Потом была англичанка, предложила мне чаю и прислала. Дрянь она и сплетница, в ней все худые (английские) качества, английские с прибавкой общечеловеческих, и нет при них английских качеств. Вчера я к чему-то сказала, что мне дадут диван, когда один из жильцов уедет. Она оживилась. «Кто уедет? Когда?» Я не могла удовлетворить ее любопытству. Потом вдруг с ужасом рассказывает мне, что у T-lle Stward любовник (это дело т-lle Stward, кажется, не наше). – Но она не ночует дома! – с ужасом продолжала англичанка. – Так что же, нам с ней не детей крестить. Если б т-lle S[tward] была сестра моя, с ней бы еще можно было мне поговорить об этом. T-lle же S[tward] не дитя, верно, знает, что делает, и нам дела нет до нее и даже знать-то не нужно и неприлично о ее поведении. Она хочет уйти в другой дом, где все старики и старухи, там уж должна преобладать нравственность. Любовниц и любовников быть не может, но чем же виновата бедная т-lle Stward? Я думаю, и она, так же, как и другие, не будет иметь любовника, когда состарится. Англичанка еще колеблется переходить, потому что в том доме грязь и теснота.

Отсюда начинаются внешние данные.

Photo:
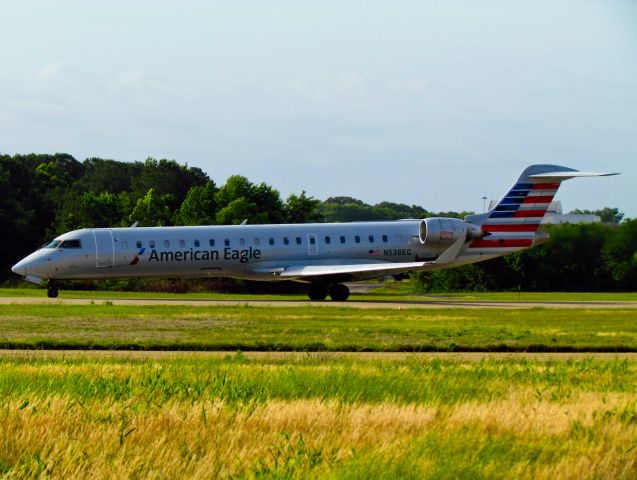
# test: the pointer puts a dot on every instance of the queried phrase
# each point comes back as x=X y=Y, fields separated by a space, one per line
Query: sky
x=433 y=103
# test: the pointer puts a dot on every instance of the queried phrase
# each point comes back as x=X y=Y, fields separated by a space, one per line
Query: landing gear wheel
x=317 y=292
x=339 y=292
x=52 y=289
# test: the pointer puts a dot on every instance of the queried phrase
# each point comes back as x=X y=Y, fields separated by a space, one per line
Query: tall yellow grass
x=58 y=437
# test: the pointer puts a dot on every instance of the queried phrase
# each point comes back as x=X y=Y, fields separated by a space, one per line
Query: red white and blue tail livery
x=513 y=223
x=325 y=255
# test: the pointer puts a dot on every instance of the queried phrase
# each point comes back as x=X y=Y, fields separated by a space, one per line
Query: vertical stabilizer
x=512 y=224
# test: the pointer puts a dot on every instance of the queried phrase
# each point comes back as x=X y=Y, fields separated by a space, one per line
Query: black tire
x=339 y=292
x=317 y=292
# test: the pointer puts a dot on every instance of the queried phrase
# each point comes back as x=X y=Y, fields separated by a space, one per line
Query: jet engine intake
x=445 y=231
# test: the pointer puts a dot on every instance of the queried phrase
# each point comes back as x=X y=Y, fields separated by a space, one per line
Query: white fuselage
x=243 y=251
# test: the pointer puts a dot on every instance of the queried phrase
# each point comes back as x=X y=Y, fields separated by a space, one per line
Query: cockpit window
x=71 y=244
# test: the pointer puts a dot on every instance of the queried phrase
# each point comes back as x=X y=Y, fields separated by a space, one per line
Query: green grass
x=391 y=291
x=315 y=328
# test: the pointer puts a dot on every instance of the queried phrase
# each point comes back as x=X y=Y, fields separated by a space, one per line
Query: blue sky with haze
x=423 y=102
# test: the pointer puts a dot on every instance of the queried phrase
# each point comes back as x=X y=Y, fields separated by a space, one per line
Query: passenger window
x=71 y=244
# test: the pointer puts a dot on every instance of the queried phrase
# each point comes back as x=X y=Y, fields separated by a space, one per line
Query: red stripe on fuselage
x=512 y=227
x=538 y=199
x=522 y=242
x=546 y=186
x=529 y=213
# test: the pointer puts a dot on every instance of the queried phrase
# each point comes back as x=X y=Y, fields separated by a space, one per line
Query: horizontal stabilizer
x=562 y=175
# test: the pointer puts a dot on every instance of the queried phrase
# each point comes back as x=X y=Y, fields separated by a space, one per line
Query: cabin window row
x=327 y=239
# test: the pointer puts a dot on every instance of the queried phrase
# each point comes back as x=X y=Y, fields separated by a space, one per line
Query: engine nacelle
x=442 y=232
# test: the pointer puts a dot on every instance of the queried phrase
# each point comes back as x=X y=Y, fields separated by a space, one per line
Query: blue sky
x=434 y=103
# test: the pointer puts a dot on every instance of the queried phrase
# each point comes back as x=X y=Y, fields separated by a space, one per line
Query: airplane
x=324 y=255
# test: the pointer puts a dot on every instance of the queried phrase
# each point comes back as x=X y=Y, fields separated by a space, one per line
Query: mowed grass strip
x=76 y=417
x=386 y=291
x=311 y=328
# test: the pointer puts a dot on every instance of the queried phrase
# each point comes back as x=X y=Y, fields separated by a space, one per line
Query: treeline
x=42 y=196
x=577 y=258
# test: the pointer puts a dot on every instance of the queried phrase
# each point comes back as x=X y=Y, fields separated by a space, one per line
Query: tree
x=239 y=200
x=152 y=210
x=93 y=210
x=167 y=177
x=301 y=209
x=606 y=214
x=236 y=212
x=199 y=207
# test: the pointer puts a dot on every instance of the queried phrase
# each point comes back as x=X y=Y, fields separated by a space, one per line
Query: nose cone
x=21 y=267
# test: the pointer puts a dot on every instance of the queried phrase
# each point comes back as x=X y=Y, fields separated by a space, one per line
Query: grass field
x=322 y=415
x=72 y=416
x=270 y=328
x=386 y=291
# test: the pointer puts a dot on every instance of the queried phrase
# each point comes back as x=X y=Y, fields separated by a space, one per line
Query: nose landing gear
x=52 y=289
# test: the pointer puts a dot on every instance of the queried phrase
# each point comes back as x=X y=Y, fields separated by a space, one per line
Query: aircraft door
x=312 y=244
x=104 y=248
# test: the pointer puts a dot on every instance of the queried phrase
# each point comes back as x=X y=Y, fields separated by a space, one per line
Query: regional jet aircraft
x=325 y=255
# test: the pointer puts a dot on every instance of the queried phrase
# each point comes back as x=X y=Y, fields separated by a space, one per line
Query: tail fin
x=513 y=222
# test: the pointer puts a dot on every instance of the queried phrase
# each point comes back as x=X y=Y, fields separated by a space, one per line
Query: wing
x=339 y=272
x=347 y=269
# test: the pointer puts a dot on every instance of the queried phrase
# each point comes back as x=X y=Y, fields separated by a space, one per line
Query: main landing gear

Итак, она поставлена выбирать между нравственностью и удобствами. Потом она мне говорила о нрав[ственности] девочки, живущей в глубине сада, которой никто никогда не видит. – Да мало ли кто может жить в доме? – Но в Англии дома, где по одному семейству живут. Муж этой англичанки такой смешной, только и делает, что бегает по Парижу; раз пять в день бегает и возвращается с бутылкой или двумя под мышкой. Куда б я ни пошла, всегда почти его встречаю или догоняю, он бежит по средине улицы, съежившись и скорчившись так, как будто посторонняя сила его несет. По временам он бросается направо и налево, ткнется носом в какой-нибудь магазин, отскакивает и опять несется далее. Иногда он гуляет с женой, [на улице] я их не встречала вместе; но двором он идет без своего обычного полета, но как-то еще более съежившись, плетется за хвостом своей бретонки. Он, кажется, принимает немалое участие в бабьих сплетнях.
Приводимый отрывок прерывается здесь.